アレクサンドルの寝室に、鋭い声が響く。しかし、それは女性の声ではない。驚くべきことに、第一王子アレクサンドルが全裸で亀甲縛りにされ、床に転がされていた。ロープが彼の肌に食い込み、月光に照らされたその姿は、どこか異様な美しさを放っている。

「殿下、どうなされました? お声が小さいですわ。会場まで声は聞こえないとおっしゃったじゃないですか。もっと大きな声で鳴いてくださいませ」 フレデリカの声は甘く、しかし冷たく響く。彼女の手には鞭が握られ、軽やかな動きで振り下ろされる。彼女のドレスは、まるで女王のように威厳を放っていた。

「おおおおおーっ!」 アレクサンドルの声が部屋にこだまする。汗と月光が彼の肌を輝かせ、苦痛と快楽が交錯する表情が浮かんでいた。

「その調子ですわ」 フレデリカは満足げに微笑む。彼女の動きは優雅で、まるで舞踏会で踊るかのように軽やかだった。

「フレデリカ…もっと、強く、頼む」 アレクサンドルの声は切なげで、どこか懇願するような響きを帯びていた。彼の瞳には、フレデリカへの絶対的な信頼と、深い愛情が宿っていた。

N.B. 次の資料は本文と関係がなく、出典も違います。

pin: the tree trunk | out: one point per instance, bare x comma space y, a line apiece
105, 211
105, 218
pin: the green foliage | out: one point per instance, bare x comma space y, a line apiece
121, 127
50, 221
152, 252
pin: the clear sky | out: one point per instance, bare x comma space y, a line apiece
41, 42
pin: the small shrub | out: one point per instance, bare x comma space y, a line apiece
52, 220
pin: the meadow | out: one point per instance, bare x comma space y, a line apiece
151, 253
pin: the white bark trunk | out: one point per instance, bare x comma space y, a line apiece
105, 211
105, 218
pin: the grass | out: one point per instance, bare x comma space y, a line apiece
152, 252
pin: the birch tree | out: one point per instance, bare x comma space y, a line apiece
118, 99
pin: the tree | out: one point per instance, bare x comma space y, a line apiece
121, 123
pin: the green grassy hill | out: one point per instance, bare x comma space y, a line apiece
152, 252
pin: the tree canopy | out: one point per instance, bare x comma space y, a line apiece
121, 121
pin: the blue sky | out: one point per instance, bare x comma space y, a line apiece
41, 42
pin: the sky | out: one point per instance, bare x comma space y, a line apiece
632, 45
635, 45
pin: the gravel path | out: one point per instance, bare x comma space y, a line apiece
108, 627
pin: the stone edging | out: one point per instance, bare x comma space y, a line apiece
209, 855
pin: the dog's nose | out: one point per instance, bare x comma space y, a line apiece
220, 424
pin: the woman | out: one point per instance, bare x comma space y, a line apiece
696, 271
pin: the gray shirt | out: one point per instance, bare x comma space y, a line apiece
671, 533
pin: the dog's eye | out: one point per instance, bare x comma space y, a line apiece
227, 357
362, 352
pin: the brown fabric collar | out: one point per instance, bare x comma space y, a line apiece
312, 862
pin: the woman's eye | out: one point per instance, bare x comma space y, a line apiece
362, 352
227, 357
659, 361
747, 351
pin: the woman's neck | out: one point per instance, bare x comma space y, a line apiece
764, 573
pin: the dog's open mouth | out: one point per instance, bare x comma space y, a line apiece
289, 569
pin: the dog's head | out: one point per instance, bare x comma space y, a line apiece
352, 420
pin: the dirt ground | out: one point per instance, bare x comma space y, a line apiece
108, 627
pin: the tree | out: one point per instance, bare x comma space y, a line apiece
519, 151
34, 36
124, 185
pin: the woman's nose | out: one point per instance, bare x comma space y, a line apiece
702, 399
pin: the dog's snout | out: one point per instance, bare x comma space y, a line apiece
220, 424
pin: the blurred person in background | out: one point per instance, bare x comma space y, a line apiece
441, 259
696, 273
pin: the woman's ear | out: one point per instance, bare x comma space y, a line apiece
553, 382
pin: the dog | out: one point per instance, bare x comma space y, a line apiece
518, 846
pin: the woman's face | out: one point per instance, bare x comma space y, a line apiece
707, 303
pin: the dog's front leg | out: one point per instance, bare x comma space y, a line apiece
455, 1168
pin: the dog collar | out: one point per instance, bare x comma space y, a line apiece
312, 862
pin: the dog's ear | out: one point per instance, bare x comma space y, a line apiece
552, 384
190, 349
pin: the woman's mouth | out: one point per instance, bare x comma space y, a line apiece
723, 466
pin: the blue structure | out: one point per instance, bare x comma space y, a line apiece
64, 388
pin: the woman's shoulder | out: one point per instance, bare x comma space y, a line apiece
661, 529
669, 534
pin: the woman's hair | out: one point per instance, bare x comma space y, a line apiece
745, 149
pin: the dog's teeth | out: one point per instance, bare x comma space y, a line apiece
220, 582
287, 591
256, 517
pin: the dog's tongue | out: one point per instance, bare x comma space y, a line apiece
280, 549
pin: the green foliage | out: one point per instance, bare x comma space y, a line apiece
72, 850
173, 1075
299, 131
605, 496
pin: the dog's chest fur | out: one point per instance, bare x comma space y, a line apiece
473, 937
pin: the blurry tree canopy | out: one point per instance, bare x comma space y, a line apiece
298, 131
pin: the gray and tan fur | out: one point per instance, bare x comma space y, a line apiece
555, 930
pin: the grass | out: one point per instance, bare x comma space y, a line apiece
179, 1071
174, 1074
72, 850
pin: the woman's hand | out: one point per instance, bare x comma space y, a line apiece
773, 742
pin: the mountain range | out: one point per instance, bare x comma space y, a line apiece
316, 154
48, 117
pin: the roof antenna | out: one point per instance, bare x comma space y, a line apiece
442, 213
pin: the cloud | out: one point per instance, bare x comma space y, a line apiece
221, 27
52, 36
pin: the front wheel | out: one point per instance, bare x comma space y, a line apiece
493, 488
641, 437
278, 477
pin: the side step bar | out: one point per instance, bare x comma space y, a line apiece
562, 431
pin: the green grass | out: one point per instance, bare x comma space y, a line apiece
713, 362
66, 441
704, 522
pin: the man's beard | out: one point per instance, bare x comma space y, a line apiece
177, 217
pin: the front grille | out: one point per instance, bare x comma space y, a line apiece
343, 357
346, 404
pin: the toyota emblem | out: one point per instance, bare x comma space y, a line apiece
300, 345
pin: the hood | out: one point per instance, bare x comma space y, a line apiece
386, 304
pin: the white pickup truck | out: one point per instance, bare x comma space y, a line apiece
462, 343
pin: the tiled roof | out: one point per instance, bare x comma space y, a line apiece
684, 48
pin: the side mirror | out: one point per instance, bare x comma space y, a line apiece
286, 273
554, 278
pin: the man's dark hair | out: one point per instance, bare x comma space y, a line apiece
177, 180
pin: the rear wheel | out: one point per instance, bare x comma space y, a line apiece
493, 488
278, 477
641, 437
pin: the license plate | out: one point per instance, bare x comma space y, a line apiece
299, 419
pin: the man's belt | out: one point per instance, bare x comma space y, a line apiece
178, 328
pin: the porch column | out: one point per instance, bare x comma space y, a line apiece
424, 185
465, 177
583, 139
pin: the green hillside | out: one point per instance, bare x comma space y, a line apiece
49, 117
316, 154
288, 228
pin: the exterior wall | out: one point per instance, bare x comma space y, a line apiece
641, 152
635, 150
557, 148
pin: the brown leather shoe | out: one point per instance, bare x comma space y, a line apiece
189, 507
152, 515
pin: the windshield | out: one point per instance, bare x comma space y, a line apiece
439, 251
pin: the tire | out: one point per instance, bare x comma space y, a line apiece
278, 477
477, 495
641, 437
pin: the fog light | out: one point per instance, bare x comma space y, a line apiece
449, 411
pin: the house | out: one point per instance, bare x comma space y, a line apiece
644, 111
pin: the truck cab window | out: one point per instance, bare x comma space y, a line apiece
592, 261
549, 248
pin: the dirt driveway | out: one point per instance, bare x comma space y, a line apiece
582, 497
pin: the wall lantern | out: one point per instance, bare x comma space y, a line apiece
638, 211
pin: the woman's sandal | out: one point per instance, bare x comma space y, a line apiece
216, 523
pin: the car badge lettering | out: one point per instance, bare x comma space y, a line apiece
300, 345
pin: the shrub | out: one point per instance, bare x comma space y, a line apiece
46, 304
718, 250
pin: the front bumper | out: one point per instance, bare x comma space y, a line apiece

「はい? 何か仰いました? 聞こえませんでしたわ。殿下、何か間違えておりませんか?」 フレデリカはヒールの先でアレクサンドルの尻をグリグリと踏みつける。その動きは優雅で、しかし容赦ない。彼女の目は、まるで獲物を弄ぶ猫のようだった。

「フレデリカ様、どうか、ご褒美をください!」 アレクサンドルの声は震え、羞恥と興奮が交錯する。彼の心は、フレデリカに完全に委ねられていた。

「よくできました、殿下。変態すぎてドン引きですけど…素敵ですわ」 フレデリカは再びヒールで踏みつけながら、妖艶な笑みを浮かべる。彼女の心には、アレクサンドルへの愛と、彼を支配する喜びが共存していた。

こうして、二人の秘密の夜は更けていく。部屋の中は、月光と二人の吐息だけで満たされていた。



 すれ違う想い



深夜、王宮の廊下を歩いていたフェリックスは、偶然にもアレクサンドルの部屋から出てくるフレデリカを目撃する。彼女の顔は楽しげで、どこか満足そうだった。彼女のドレスは少し乱れ、髪には汗が光っていたが、その美しさは夜の闇を照らすようだった。一方、アレクサンドルは部屋の入り口に立ち、疲れ切った顔でそれでも笑顔を浮かべている。

(フレデリカ…あんな表情、初めて見た…。兄貴、満足させられてないんじゃないか? フレデリカの絶倫ぶりに、兄貴が耐えきれなかったとか…?) フェリックスの頭に不埒な妄想が広がる。彼の胸には、嫉妬と、フレデリカへの抑えきれない想いが渦巻いていた。彼女の笑顔が、兄ではなく自分に向けられる日を、彼は夢見ていた。

舞踏会の喧騒はまだ遠くで続いている。王宮の夜は、秘密と情熱に満ち、静かに朝を迎えようとしていた。フェリックスの足音が廊下に響き、彼の心は新たな決意を秘めていた。フレデリカの心を掴むため、彼はどんな手段も厭わないだろう。